2400 Meter Geschichten

Die Lindwurmstraße ist eine Straße wie viele andere: Kiosks, Imbisse, viel Verkehr, viele Pendler. Dabei lohnt es sich auch mal, zu flanieren und stehenzubleiben. Ein Spaziergang.

Die Lindwurmstraße ist eine Verbindungsstraße wie viele andere in der Stadt. Sie beginnt, wie sie endet. Mit einer Kirche. Einmal mit einer evangelischen, der Matthäuskirche, und einmal mit einer katholischen, der Alten Sendlinger Kirche. 2400 Meter liegen dazwischen, die fast jeder Münchner schon entlanggegangen, geradelt oder gefahren ist.
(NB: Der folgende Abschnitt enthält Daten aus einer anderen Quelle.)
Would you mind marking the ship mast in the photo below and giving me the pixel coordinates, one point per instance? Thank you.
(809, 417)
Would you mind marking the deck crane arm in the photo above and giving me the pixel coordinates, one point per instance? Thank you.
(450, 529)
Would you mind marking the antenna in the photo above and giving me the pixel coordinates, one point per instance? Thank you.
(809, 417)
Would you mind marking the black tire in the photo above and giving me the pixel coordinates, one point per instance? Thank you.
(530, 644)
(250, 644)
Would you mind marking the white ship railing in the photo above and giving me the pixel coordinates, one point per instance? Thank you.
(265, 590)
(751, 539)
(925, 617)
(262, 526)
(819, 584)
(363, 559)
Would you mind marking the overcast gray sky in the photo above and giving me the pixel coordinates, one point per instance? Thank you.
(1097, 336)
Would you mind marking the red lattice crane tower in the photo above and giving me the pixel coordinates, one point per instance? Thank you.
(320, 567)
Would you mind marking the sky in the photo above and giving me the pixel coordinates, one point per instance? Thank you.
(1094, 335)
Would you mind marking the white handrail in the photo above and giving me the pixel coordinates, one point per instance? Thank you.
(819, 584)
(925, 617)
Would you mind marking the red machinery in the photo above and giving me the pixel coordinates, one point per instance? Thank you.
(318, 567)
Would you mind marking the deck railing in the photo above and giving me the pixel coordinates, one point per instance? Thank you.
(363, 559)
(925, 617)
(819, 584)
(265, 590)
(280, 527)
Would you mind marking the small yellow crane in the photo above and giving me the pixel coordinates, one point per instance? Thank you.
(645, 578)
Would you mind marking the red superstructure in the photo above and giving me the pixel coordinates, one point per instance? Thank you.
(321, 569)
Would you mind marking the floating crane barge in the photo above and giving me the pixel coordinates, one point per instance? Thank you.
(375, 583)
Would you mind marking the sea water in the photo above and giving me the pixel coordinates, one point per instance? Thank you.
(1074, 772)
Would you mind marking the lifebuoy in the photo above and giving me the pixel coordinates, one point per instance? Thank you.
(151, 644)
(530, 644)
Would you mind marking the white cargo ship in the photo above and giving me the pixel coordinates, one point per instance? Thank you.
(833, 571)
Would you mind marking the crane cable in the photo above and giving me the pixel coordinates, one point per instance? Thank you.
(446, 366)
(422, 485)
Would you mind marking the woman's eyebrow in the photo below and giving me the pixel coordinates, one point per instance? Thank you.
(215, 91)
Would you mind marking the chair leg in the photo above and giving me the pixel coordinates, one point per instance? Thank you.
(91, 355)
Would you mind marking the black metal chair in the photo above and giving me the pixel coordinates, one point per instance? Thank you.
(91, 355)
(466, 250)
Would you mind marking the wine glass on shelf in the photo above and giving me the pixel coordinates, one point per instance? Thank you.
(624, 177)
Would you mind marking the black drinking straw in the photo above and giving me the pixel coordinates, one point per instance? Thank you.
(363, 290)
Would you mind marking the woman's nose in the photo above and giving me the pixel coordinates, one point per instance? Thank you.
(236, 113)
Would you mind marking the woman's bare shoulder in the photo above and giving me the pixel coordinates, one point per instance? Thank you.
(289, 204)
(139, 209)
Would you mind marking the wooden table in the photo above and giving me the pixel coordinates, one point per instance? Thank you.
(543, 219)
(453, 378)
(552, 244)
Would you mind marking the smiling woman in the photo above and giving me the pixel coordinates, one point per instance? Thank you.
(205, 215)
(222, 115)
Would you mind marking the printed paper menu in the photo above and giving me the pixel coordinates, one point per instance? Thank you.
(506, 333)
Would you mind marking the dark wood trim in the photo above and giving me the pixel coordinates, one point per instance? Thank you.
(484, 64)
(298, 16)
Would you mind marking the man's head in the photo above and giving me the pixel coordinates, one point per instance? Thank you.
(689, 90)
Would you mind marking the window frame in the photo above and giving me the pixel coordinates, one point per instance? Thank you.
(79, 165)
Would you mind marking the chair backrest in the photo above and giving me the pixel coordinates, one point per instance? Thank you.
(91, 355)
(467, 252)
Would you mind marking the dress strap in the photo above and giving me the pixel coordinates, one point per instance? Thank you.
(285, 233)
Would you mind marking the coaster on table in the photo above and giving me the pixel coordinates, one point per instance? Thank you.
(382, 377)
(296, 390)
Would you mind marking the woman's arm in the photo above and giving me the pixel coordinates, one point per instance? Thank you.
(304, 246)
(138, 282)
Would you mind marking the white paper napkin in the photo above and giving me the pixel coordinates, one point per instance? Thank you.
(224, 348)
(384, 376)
Ob morgens mit dem Fahrrad im Slalom über den Bürgersteig. Mittags zu Fuß mit den Kollegen auf dem Weg zum nächsten Imbissstand. Oder abends mit dem Auto im Schritttempo durch den Berufsverkehr. Eine vierspurige Straße mit zwei Radwegen, umrandet von hohen Pappeln mit schlanken Stämmen. Die vorbeiführt an einem Platz, der sich nur so nennt, aber keiner ist, dem Goetheplatz. Die beim Sendlinger Tor beginnt und beim Stemmerhof endet. Oder andersherum.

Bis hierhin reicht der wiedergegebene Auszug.